Created on 05-13-2023 01:10 AM - edited 05-13-2023 03:36 AM
Dear Experts,
We want to learn how to perform batch processing on semi-structured JSON flow files in NiFi. We know that we can use a Jolt Transform Record, an Update Record processor, and a Query Record processor, for which we need to set reader and writer controller services. However, we are unsure how to set up reader and writer controllers for semi-structured data schemas.
In the text below, we have a multi-line JSON flow file in which the "code" field is static and the "other" field is an unstructured nested JSON. We want to query the "code" field in batch mode and include the "other" field information in the resulting flow files for processing in subsequent processors. How should we set the reader and writer controllers to achieve this?
Regards,
{"code": "6", "other": {"feild1": "data1"}}
{"code": "7", "other": {"feild2": "data2"}}
{"code": "8", "other": {"feild3": "data3"}}
Created 05-13-2023 06:52 AM
Hi @Arash ,
Not sure if there is a reader\writer that can work semi-structured data. You can develop your custom reader\writer but that will be an effort. Since you are getting your input as multiple json records lines you can either use SplitText processor to split each json record into its own flowfile and then process each record independently, or convert the input into Json array using two ReplaceText processors ( see screenshot below), then use QueryRecord & UpdateRecord with JsonTreeReader\Writer.

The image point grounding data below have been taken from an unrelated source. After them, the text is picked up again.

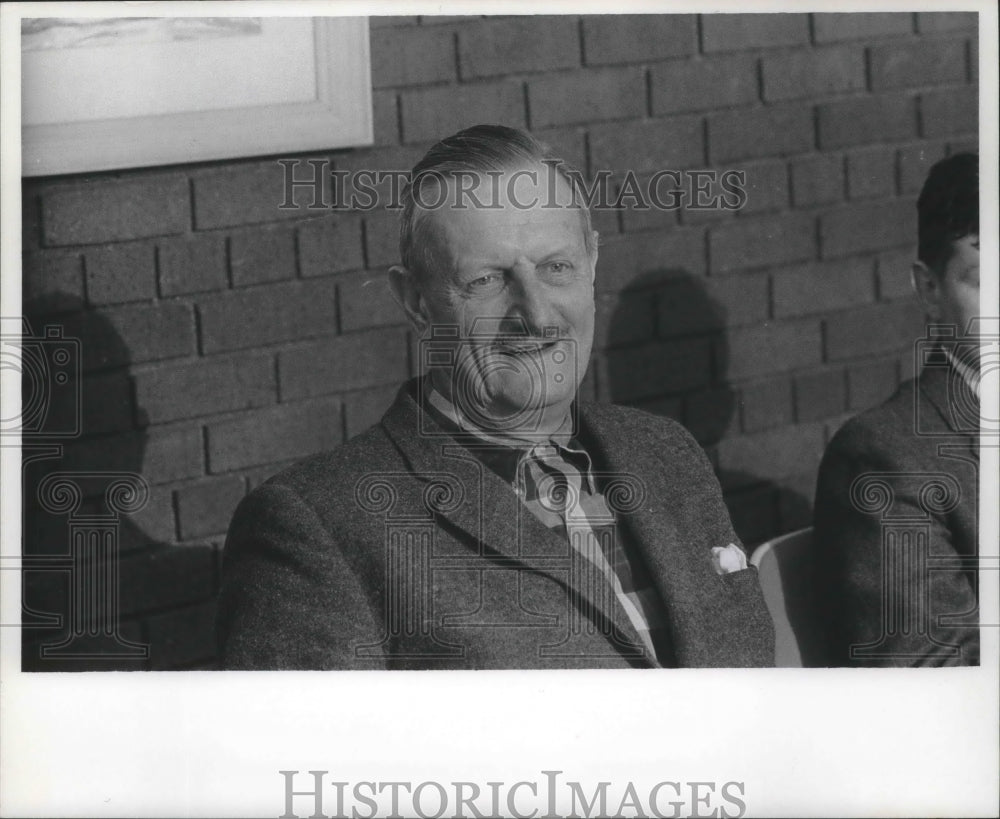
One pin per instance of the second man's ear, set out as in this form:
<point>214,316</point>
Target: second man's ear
<point>927,285</point>
<point>406,291</point>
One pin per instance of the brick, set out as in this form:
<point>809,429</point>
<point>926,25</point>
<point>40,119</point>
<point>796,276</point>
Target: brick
<point>274,434</point>
<point>773,454</point>
<point>871,382</point>
<point>655,369</point>
<point>192,265</point>
<point>712,414</point>
<point>689,305</point>
<point>173,453</point>
<point>925,62</point>
<point>488,48</point>
<point>364,408</point>
<point>630,38</point>
<point>136,334</point>
<point>817,180</point>
<point>205,508</point>
<point>740,32</point>
<point>914,163</point>
<point>935,22</point>
<point>365,301</point>
<point>822,286</point>
<point>385,118</point>
<point>152,525</point>
<point>120,273</point>
<point>348,362</point>
<point>650,145</point>
<point>260,256</point>
<point>872,330</point>
<point>385,21</point>
<point>951,111</point>
<point>766,186</point>
<point>813,73</point>
<point>381,232</point>
<point>331,244</point>
<point>893,274</point>
<point>566,143</point>
<point>250,194</point>
<point>183,637</point>
<point>866,227</point>
<point>587,96</point>
<point>639,260</point>
<point>268,314</point>
<point>774,347</point>
<point>52,281</point>
<point>106,403</point>
<point>209,385</point>
<point>725,81</point>
<point>761,241</point>
<point>871,173</point>
<point>760,132</point>
<point>170,576</point>
<point>820,394</point>
<point>429,114</point>
<point>623,319</point>
<point>411,56</point>
<point>868,119</point>
<point>766,404</point>
<point>828,28</point>
<point>160,455</point>
<point>116,211</point>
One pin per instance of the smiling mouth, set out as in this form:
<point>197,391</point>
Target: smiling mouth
<point>526,347</point>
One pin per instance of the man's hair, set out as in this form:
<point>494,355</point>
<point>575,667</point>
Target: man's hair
<point>479,149</point>
<point>948,208</point>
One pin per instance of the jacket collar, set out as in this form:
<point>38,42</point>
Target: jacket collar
<point>491,516</point>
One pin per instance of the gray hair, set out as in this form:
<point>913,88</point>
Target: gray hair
<point>479,149</point>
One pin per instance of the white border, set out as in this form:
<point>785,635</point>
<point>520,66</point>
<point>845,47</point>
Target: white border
<point>806,742</point>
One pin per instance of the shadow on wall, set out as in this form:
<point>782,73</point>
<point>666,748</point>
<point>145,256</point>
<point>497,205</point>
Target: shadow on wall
<point>98,592</point>
<point>683,375</point>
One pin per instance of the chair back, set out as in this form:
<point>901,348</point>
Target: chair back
<point>785,566</point>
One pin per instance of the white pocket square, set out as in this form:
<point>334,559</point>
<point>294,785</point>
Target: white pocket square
<point>728,559</point>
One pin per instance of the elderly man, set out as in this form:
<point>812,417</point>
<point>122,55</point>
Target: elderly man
<point>897,497</point>
<point>492,520</point>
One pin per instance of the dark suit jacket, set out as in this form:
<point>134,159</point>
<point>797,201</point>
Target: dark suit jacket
<point>897,560</point>
<point>399,550</point>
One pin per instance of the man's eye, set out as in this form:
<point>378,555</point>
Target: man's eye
<point>489,280</point>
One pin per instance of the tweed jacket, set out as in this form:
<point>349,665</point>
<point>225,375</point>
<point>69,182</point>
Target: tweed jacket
<point>401,550</point>
<point>914,464</point>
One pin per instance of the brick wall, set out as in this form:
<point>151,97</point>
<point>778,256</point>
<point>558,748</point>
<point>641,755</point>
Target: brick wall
<point>224,337</point>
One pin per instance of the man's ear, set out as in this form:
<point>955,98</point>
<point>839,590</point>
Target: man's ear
<point>927,285</point>
<point>406,291</point>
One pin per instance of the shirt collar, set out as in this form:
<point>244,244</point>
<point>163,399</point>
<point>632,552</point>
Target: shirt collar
<point>506,454</point>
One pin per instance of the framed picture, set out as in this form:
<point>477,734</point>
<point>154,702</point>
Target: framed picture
<point>102,93</point>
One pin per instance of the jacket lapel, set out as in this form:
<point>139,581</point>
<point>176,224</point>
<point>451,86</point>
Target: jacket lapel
<point>955,404</point>
<point>491,519</point>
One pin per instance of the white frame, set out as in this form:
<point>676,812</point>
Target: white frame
<point>340,116</point>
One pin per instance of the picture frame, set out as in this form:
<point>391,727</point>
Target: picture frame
<point>216,101</point>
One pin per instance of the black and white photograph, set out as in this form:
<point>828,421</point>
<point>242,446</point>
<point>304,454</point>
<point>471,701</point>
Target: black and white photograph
<point>633,363</point>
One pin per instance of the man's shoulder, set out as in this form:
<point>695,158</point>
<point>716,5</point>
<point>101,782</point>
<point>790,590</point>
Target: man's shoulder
<point>330,471</point>
<point>888,428</point>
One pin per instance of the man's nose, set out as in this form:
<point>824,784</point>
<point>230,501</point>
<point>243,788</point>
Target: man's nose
<point>531,305</point>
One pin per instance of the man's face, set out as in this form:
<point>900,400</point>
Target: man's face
<point>518,282</point>
<point>960,284</point>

First ReplaceText: replace line break with comma
2ed ReplaceText: Surround the entire text with []
Hope that helps.
Thanks
Created 05-13-2023 07:35 AM
Hi @SAMSAL ,
We have high TPS so our constraint is using batch processing. Therefore, we do not want to split records line-by-line and we have already split flow files to 1000 records. Therefore, we need a solution for batch processing in NIFI.
Created 05-14-2023 02:29 AM
Dear @SAMSAL ,
Because we have semi-structured JSON data in the "other" field, we do not have a fixed schema to set in the JsonTreeReader. We want a solution for batch processing of the flowfiles with that assumption.